O terceiro tema refere-se ao tratamento do empate. Pensamos que a solução atual é inadequada, seja por vulgarizar um mecanismo — o voto de minerva do presidente — concebido para resolver a igualdade acidental em cortes com número ímpar de assentos, seja por estimular o alinhamento automático dos conselheiros do Fisco nos casos de vulto. Inverter o critério, como têm feito recentes liminares que definem o empate como vitória do contribuinte, mantém o problema, apenas transferindo o benefício indevido para o outro lado. E acabará por legitimar a Fazenda a contestar em juízo as decisões que lhe forem contrárias, em lance de esquizofrenia institucional: o poder público propondo ação contra um ato seu.

Melhor será eliminar o voto dobrado para qualquer das partes, conservando-se, em caso de empate, a suspensão da exigibilidade do tributo até a sentença de 1º grau, desde que o contribuinte ajuíze ação anulatória em até 60 dias do fim do processo administrativo. O juiz será o desempatador, e o débito deverá ser garantido após a sentença, se esta for de improcedência. Trata-se, é claro, de alteração a ser feita pelo legislador, e não por decisões judiciais ativistas.

Duas observações finais: qualquer modelo, paritário ou não, repele o recurso hierárquico, mantido em algumas legislações estaduais, como a do Rio de Janeiro.

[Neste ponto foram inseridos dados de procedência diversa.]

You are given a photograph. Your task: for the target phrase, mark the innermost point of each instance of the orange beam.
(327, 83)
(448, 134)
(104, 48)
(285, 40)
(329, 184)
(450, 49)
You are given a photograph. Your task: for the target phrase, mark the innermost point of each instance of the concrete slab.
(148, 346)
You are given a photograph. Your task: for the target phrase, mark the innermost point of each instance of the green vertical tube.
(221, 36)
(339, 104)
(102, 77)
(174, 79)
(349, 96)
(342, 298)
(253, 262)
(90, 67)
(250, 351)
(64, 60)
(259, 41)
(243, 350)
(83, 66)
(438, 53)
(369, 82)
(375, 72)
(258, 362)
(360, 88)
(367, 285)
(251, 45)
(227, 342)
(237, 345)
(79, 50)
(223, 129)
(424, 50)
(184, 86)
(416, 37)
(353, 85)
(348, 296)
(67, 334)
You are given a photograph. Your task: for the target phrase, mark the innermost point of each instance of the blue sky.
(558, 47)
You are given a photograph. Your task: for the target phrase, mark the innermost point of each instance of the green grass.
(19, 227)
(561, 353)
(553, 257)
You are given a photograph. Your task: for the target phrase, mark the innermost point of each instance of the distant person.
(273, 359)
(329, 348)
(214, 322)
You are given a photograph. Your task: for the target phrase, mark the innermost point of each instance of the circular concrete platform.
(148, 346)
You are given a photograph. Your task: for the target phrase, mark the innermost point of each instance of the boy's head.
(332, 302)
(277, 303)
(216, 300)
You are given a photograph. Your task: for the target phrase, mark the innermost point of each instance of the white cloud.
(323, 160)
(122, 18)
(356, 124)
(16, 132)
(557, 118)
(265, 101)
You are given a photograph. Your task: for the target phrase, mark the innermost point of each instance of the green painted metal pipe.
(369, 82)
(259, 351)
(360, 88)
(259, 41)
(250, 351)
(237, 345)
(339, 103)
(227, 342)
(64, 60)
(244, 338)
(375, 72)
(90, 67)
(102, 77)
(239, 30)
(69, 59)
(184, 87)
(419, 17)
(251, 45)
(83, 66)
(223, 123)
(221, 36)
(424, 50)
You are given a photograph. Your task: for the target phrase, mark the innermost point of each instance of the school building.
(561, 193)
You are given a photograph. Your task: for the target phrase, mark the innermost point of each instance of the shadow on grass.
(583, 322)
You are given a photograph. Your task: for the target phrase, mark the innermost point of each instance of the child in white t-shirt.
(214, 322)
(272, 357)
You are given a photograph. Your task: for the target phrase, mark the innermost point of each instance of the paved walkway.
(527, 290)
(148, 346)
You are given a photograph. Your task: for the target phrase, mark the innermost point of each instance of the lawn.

Ofende o contraditório e o due process atribuir-se a apenas uma das partes, encerrado o debate no âmbito de órgão técnico, a faculdade de suscitar a decisão política do secretário da Fazenda, nada menos do que o chefe da arrecadação.

E convém, face à elevada sofisticação das questões processuais e de mérito discutidas nos tribunais administrativos, exigir que o particular seja sempre representado por advogado (alteração do artigo 1º do Estatuto da OAB), para maior benefício do próprio contribuinte e para — com a garantia da qualidade técnica dos debates — tirar-se o máximo proveito dessa instância, desafogando-se na medida do possível o Poder Judiciário.

Igor Mauler Santiago é sócio do Sacha Calmon – Misabel Derzi Consultores e Advogados, mestre e doutor em Direito Tributário pela UFMG e membro da Comissão de Direito Tributário do Conselho Federal da OAB.